The treatment of CBF is difficult and surgery may be the only choice [12]. Sustained infection and digestive problem result in an emaciated. Thus, antibiotic treatment and total parenteral nutrition are essential to improve the patient’s condition for surgical intervention. In this study, our patient received various types of antibiotics resulting in drug resistance. While he was worried about surgery, large amount of oral protein intake was adopted to improve the nutritional status as no digestive symptom was observed. For surgical strategy to manage CBF, the involved colon and lung tissue need to be resected and reconstructed at the same time. The lung and colon should be resected as little as possible for benign CBF, whereas radical resection is needed for malignant CBF. In our case, despite being of benign etiology, the patient received bi-lobectomy because of sustained severe infection and the worry of BPF. The colonic and diaphragmatic openings were closed from the chest cavity simultaneously. Unfortunately, the colonic and diaphragmic both ruptured after operation, leading to enterogenic empyema. It has been suggested that the ruptured colon cannot be sutured in the same period with fistula resection because of the sustained infection. On the other hand, the patient did not show any symptom of peritonitis after empyema, indicating that the enterocoelia may be also adhered, which may be caused by cholecystectomy.
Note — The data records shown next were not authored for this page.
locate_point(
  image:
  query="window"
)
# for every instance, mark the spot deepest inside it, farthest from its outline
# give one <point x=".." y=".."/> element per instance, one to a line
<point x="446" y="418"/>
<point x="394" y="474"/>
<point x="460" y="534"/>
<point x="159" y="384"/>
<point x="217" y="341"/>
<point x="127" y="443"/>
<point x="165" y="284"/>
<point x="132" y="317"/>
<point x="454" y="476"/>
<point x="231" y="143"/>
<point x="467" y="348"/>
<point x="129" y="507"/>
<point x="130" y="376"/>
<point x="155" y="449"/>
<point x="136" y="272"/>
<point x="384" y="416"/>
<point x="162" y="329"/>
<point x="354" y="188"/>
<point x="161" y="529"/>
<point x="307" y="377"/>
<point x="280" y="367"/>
Despite rapid progress in medicine, the mortality of CBF has not decreased significantly [13]. Our patient also developed BPF but he recovered upon adequate drainage, sustained high protein diet, and antibiotic treatment, confirming an effective therapy. The patient finally was cured after reconstructing the digestive tract.
In conclusion, CBF is a rare disease with complicated clinical presentations. It may induce enterogenic empyema after one stage thoracic surgical repair. Adequate drainage, high protein diet, and antibiotic treatment are good strategy for its therapy.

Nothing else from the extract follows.